Rechtspraak
Rechtbank Rotterdam (Locatie Rotterdam), 20 oktober 2022
ECLI:NL:RBROT:2022:8852
Feiten
Werknemer is op 9 november 2009 (opnieuw) in dienst getreden bij werkgeefster. Namens werkgeefster is aangifte van diefstal gedaan bij de politie van een pallet met dozen kitkokers. De politie heeft werkgeefster op 15 juni 2022 medegedeeld werknemer als verdachte aan te merken en hem ontboden op het bureau voor verhoor. Werkgeefster heeft vervolgens op 16 juni 2022 werknemer op staande voet ontslagen voor betrokkenheid bij de verdwijningen of een zeer ernstige mate van plichtsverzuim, in samenhang met zijn houding en handelswijze. Werknemer vordert o.a. vernietiging van het ontslag op staande voet.
Oordeel
Als werknemer bij de verdwijning van de pallets met kit betrokken is geweest dan rechtvaardigt dat het ontslag op staande voet. Werknemer heeft echter gemotiveerd weersproken dat hij betrokken is geweest bij de (vermeende) verdwijning van de pallets. Behalve de ontkenning heeft hij daartoe aangevoerd dat hij dat niet ongezien zou hebben kunnen doen, dat zijn bestelwagen daarvoor niet is gebruikt en dat hij de aanbieder van de kit niet kent. Tegenover deze betwisting is het aan werkgeefster om te bewijzen dat werknemer de pallets met kit heeft weggenomen en/of bij de verdwijning daarvan betrokken is geweest.
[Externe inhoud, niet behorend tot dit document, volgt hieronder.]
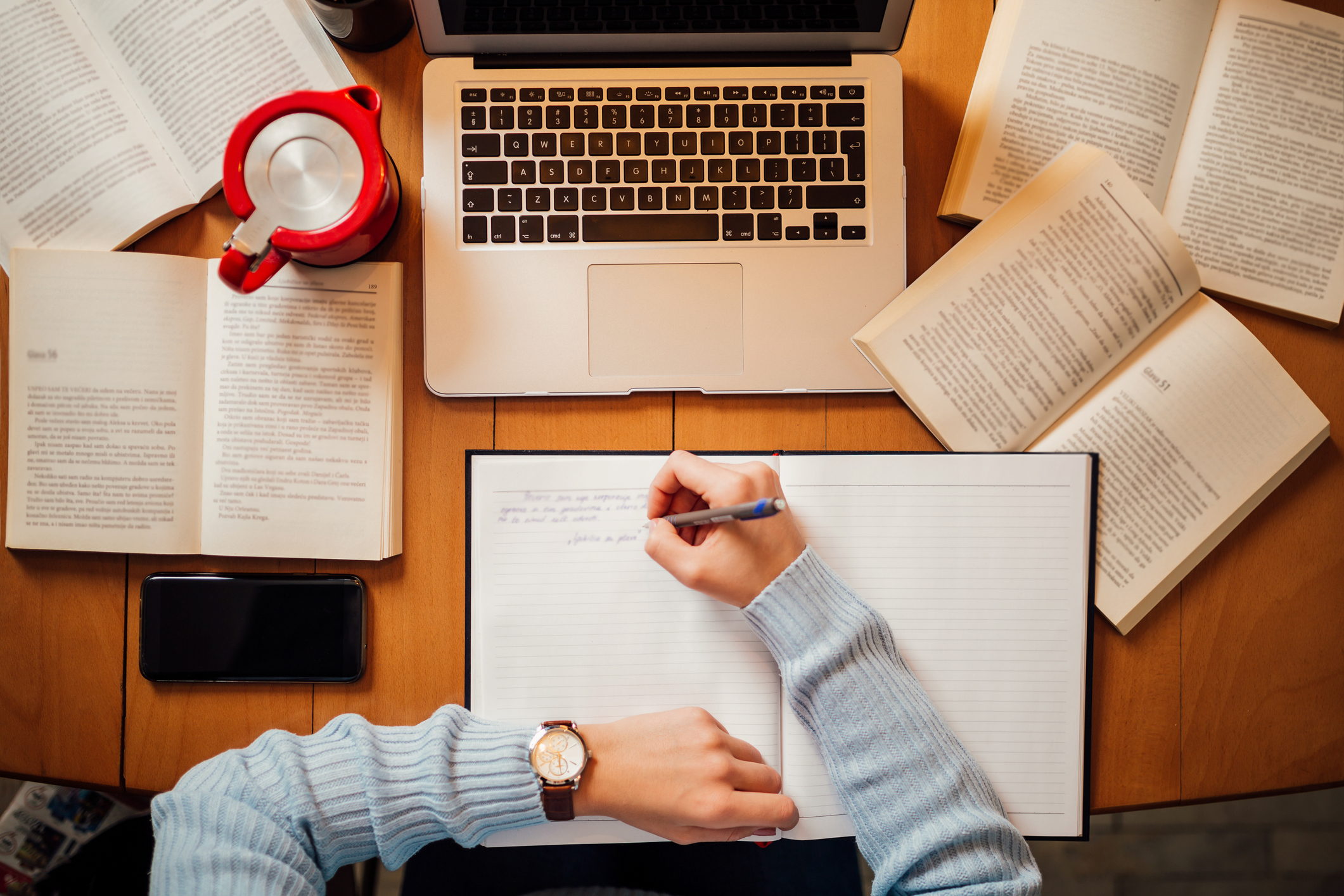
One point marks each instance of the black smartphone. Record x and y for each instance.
(221, 626)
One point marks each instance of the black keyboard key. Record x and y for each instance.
(480, 146)
(641, 229)
(566, 199)
(580, 171)
(476, 229)
(845, 115)
(502, 229)
(852, 146)
(525, 172)
(531, 229)
(479, 200)
(650, 198)
(538, 199)
(836, 196)
(530, 117)
(558, 117)
(543, 144)
(738, 226)
(473, 117)
(484, 172)
(594, 199)
(551, 171)
(572, 144)
(562, 229)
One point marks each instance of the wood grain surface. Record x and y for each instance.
(1233, 686)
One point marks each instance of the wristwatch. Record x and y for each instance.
(558, 757)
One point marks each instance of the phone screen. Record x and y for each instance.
(252, 628)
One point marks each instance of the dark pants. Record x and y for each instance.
(798, 868)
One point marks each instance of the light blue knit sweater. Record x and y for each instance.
(283, 814)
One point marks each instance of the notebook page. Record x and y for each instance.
(980, 565)
(572, 620)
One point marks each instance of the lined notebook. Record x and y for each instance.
(980, 562)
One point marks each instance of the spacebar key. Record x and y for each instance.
(636, 229)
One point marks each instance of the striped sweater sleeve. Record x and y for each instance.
(926, 817)
(284, 813)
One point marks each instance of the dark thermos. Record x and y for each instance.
(364, 25)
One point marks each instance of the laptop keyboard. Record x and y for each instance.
(651, 163)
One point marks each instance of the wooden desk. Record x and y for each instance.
(1234, 686)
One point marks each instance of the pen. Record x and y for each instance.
(749, 511)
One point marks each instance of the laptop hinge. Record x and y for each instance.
(831, 58)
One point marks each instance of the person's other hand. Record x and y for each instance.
(681, 776)
(730, 562)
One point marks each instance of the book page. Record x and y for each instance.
(105, 402)
(980, 563)
(1194, 430)
(196, 66)
(1014, 326)
(572, 620)
(1116, 75)
(297, 413)
(80, 167)
(1258, 193)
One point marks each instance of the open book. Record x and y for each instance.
(1226, 115)
(980, 562)
(1072, 320)
(152, 410)
(118, 110)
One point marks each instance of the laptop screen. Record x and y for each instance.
(660, 26)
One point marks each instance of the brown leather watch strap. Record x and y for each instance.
(558, 802)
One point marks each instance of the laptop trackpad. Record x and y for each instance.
(664, 320)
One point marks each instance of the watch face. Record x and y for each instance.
(560, 755)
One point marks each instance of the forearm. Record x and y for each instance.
(284, 813)
(926, 816)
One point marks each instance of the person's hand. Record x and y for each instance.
(681, 776)
(730, 562)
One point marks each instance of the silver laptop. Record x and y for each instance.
(630, 195)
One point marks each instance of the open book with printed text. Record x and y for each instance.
(980, 563)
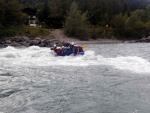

Dat bewijs is (nog) niet geleverd. Uit de overgelegde stukken blijkt niet de benodigde redelijke en voldoende mate van zekerheid dat werknemer betrokken is bij de verdwijning van pallets. Dat er een verdenking rust op werknemer mag zo zijn, maar dat is onvoldoende voor de gestelde dringende reden. Werkgeefster wordt toegelaten tot het leveren van (nader) bewijs.